11 December 2015

Insolvency: Horton v. McKillen

Creditors successfully challenged a part-payment scheme put up by Shane McKillen, claiming to be broke after the failure of drinks company VnC Cocktails.  Creditors will require a better offer, or he faces bankruptcy.
The High Court refused approval to a scheme offering creditors three cents in the dollar saying that related party family debts totalling more then $23 million should not have been counted in votes approving the scheme and that Mr McKillen should not be able to hide behind family trusts while offering up a minimal return to unpaid creditors.
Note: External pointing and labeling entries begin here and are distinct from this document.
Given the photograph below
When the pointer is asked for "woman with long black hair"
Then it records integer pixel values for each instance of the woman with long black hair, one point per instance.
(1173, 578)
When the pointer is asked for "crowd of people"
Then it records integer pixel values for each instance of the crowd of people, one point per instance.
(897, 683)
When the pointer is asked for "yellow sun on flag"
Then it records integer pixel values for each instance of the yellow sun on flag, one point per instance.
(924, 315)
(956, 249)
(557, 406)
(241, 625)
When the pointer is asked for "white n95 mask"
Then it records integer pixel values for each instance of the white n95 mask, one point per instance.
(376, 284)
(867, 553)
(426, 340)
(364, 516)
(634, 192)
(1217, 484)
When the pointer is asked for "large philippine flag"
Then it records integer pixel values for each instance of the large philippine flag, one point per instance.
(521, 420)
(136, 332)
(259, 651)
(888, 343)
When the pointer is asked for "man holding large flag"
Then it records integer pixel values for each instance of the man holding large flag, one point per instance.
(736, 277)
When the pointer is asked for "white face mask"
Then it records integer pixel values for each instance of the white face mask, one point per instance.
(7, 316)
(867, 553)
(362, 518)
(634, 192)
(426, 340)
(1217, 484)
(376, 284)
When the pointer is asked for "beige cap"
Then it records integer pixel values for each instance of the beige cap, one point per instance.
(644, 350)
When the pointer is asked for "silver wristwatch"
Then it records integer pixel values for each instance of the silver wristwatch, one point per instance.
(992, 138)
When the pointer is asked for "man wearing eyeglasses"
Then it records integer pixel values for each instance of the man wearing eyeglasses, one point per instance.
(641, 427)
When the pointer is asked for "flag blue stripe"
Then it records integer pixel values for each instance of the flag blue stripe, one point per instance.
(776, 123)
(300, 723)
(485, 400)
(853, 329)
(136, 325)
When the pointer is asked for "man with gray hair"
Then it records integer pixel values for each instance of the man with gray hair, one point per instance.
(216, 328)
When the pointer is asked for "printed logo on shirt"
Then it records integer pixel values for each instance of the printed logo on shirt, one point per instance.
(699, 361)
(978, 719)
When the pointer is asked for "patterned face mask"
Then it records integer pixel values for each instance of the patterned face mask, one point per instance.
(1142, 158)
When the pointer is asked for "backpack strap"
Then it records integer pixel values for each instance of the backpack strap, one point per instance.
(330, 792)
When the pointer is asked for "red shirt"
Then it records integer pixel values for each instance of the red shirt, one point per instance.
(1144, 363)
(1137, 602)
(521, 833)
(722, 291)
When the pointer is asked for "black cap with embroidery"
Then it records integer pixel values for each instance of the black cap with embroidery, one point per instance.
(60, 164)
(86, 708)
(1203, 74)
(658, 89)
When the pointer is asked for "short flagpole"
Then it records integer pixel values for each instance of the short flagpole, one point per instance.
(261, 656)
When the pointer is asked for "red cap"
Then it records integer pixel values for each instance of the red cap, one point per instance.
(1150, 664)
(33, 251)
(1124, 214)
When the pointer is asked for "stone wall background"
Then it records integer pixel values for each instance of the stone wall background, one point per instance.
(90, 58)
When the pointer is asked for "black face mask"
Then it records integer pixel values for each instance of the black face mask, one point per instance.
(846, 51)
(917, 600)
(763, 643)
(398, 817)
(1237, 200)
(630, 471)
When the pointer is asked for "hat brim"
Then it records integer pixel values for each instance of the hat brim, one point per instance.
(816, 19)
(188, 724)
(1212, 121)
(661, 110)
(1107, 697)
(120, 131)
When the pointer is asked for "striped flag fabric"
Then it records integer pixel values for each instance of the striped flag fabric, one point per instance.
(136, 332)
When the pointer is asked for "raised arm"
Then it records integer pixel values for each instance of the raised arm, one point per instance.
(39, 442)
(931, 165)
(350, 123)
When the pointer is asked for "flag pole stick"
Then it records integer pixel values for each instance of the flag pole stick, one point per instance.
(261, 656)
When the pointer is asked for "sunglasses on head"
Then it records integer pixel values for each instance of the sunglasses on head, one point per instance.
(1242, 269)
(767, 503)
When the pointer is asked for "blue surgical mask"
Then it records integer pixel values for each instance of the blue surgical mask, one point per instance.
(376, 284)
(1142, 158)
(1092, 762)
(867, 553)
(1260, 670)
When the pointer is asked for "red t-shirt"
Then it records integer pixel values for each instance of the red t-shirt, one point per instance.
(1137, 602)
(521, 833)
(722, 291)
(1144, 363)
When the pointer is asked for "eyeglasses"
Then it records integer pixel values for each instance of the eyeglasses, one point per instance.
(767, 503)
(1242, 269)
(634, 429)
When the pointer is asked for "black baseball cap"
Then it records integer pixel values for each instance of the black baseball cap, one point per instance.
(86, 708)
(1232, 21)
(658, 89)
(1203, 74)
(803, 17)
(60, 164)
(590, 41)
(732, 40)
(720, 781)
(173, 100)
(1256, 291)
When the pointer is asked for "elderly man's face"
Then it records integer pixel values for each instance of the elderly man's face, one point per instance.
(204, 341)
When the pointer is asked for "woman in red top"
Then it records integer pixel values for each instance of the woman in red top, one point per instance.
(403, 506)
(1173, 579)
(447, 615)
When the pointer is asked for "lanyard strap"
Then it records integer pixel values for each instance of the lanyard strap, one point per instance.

Personal creditors of Mr McKillen challenged an Insolvency Act part-payment scheme voted by creditors in February 2015.  Mr McKillen claims to have debts of $33.8 million and assets of only $107,500.  His company, VnC Cocktails Ltd, perished following a high profile push into the US market.
Two creditors challenged the 2015 part-payment scheme: Bank of New Zealand claiming $3.6 million and investor Audrey Investments Ltd claiming $2.4 million.  They said the proposal was pushed through with votes from related party debts; family trusts in which Mr McKillen was a discretionary beneficiary or from investment vehicles where he exercised indirect control.  These votes alone gave a voting majority of 73 per cent.  A 75 per cent majority is necessary to approve a part-payment scheme.
Evidence was given that Mr McKillen was offering creditors three cents in the dollar to be paid at the rate of one cent in the dollar each year over three years.  Only external creditors were to share in the payout; related party debts were to be written off. 
Associate judge Doogue ruled the bulk of the related party debt should have been excluded from voting.  This debt arose from personal guarantees given by Mr McKillen and there was no evidence the guarantees had been called up.  Judge Doogue further said he would have refused approval for the part-payment scheme in any event.  As a matter of commercial morality, creditors should not be forced into a part-payment scheme where a debtor creates a complex structure of family trusts providing no clarity as to financial resources available, he ruled.